Thursday, May 28, 2009

Has a major cause of the financial crisis been overlooked?

Who will regulate the regulators? Or hold them accountable for their actions?

John Hempton has been describing the government's takeover of Washington Mutual, and its transfer to JP Morgan Chase at a "give away" price, as one of the major causes of the financial crisis -- comparable to the Lehman collapse -- ever since it occurred:

Washington Mutual – by far the biggest bank confiscation in US history – happened during the AIG/Lehman week. It was confiscated despite being liquid and adequately capitalised at the time ...

Washington Mutual was given to JP Morgan who did not need to honour all of WaMu’s debts. Debt holders – who would normally have expected to recover most or all of their investment were wiped out.

After this – and until very recently – no major US bank could raise any debt without a government guarantee. After all – if the government could wipe you out why would you ever invest in low risk margin debt?

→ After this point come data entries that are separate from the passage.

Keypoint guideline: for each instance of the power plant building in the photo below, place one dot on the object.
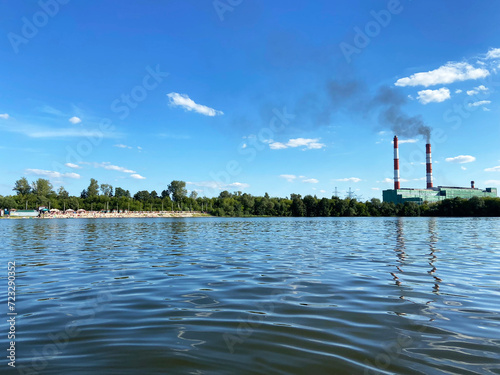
(431, 194)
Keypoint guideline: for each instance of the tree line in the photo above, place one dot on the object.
(99, 197)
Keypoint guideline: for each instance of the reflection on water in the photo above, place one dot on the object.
(256, 296)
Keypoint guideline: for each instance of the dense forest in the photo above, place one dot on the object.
(175, 198)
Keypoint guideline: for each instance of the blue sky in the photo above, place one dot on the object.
(279, 97)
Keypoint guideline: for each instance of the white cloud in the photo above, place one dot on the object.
(277, 146)
(137, 176)
(308, 143)
(110, 167)
(122, 146)
(493, 53)
(476, 90)
(288, 177)
(461, 159)
(350, 179)
(240, 185)
(51, 174)
(479, 103)
(433, 96)
(74, 166)
(188, 104)
(402, 141)
(390, 180)
(75, 120)
(446, 74)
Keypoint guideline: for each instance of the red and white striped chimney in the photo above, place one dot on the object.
(428, 165)
(396, 164)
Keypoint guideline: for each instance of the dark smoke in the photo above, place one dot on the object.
(390, 101)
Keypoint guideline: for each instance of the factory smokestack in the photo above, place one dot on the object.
(396, 164)
(428, 165)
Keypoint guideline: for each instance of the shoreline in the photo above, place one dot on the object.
(112, 215)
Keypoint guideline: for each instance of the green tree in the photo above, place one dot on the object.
(22, 186)
(62, 193)
(119, 192)
(42, 188)
(107, 190)
(142, 196)
(177, 190)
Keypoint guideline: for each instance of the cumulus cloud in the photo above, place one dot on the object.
(51, 174)
(401, 141)
(217, 185)
(75, 120)
(479, 103)
(71, 165)
(433, 96)
(240, 185)
(184, 101)
(461, 159)
(390, 180)
(493, 53)
(307, 143)
(349, 179)
(476, 90)
(446, 74)
(137, 176)
(111, 167)
(493, 169)
(288, 177)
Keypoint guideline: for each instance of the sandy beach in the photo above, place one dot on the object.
(130, 214)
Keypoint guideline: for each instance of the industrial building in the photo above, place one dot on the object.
(431, 194)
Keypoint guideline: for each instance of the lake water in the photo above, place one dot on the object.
(254, 296)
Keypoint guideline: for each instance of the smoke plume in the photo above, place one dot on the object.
(390, 101)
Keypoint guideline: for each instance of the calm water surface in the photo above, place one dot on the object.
(254, 296)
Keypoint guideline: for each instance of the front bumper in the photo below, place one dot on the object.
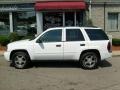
(7, 55)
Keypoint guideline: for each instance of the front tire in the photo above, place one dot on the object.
(89, 60)
(20, 60)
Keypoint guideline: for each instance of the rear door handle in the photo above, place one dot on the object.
(58, 45)
(82, 44)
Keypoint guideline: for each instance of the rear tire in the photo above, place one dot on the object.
(89, 60)
(20, 60)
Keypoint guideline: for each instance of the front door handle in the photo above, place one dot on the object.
(82, 44)
(58, 45)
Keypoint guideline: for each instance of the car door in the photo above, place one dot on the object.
(49, 46)
(73, 44)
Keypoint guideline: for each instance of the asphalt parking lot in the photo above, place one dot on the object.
(60, 76)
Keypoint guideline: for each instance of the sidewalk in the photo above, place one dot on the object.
(114, 53)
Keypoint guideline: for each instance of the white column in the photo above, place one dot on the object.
(11, 21)
(39, 19)
(90, 9)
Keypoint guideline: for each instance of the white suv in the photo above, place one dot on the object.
(88, 45)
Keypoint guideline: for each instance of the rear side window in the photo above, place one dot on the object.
(74, 35)
(96, 34)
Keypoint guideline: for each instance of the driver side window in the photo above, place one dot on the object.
(52, 36)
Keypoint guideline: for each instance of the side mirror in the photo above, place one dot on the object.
(39, 41)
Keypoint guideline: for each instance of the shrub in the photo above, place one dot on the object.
(116, 42)
(4, 40)
(14, 37)
(89, 23)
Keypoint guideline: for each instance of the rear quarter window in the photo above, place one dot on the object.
(96, 34)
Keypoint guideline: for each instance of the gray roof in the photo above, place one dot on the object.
(28, 1)
(33, 1)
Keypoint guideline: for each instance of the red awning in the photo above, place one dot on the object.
(60, 5)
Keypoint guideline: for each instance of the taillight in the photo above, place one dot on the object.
(109, 47)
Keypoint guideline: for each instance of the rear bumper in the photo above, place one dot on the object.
(7, 56)
(106, 56)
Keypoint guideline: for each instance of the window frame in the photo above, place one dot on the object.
(74, 40)
(38, 39)
(108, 21)
(92, 37)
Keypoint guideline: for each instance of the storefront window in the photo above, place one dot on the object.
(4, 23)
(25, 23)
(79, 18)
(69, 19)
(52, 19)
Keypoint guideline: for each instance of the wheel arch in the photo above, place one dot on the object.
(91, 50)
(19, 50)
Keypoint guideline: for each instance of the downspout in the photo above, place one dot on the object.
(104, 15)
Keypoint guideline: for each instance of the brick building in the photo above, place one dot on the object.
(106, 14)
(34, 16)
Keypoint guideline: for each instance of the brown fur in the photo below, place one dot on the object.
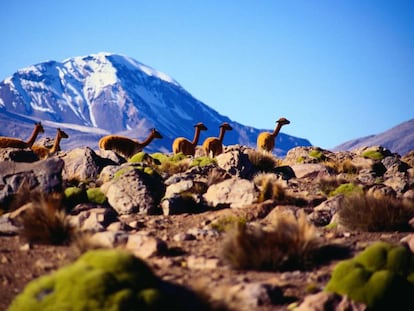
(125, 146)
(10, 142)
(185, 146)
(266, 140)
(43, 152)
(213, 146)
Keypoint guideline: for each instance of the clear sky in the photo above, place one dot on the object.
(337, 69)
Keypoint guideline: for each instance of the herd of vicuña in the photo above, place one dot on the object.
(127, 147)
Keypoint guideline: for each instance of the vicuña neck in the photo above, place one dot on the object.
(196, 137)
(33, 137)
(277, 130)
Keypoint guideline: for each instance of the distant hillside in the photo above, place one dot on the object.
(399, 139)
(100, 94)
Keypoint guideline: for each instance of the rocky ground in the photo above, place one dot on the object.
(184, 247)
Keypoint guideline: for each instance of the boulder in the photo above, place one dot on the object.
(133, 190)
(234, 193)
(18, 179)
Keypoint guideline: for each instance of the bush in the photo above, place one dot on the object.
(98, 280)
(346, 189)
(379, 276)
(288, 244)
(366, 212)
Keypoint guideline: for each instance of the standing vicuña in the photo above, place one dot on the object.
(213, 146)
(43, 152)
(10, 142)
(125, 146)
(185, 146)
(266, 140)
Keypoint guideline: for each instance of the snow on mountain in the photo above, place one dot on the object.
(110, 93)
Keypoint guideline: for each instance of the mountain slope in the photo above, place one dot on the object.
(104, 93)
(399, 139)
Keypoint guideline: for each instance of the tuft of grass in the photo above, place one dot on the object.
(288, 244)
(365, 212)
(263, 161)
(373, 154)
(270, 187)
(44, 221)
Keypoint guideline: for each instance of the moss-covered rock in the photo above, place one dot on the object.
(95, 195)
(74, 195)
(349, 188)
(98, 280)
(379, 276)
(203, 161)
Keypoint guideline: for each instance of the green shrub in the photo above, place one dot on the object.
(203, 161)
(98, 280)
(74, 196)
(379, 276)
(346, 189)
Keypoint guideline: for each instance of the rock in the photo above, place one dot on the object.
(83, 164)
(201, 263)
(17, 155)
(135, 191)
(42, 176)
(92, 219)
(236, 162)
(109, 239)
(329, 301)
(145, 246)
(310, 170)
(232, 193)
(250, 296)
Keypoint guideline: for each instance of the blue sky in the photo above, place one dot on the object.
(337, 69)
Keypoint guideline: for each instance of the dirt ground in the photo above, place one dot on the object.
(20, 263)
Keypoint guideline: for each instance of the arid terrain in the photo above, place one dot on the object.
(186, 248)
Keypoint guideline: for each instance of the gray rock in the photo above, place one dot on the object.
(17, 179)
(135, 192)
(329, 301)
(83, 164)
(17, 155)
(234, 193)
(236, 163)
(145, 246)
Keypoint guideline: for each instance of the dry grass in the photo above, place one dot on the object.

The confiscation of Washington Mutual thus forced the entire system onto the government guarantee tit. The cost to taxpayers is thus potentially enormous....

I said at the time that Sheila Bair [the head of the FDIC] was acting improperly ... and I said later that JPM was lying....
And now others are beginning to come to the opinion that Hempton was right.

whilst the time for Sheila Bair’s resignation as a matter of national priority is past, the time for her resignation for proven incompetence has just begun.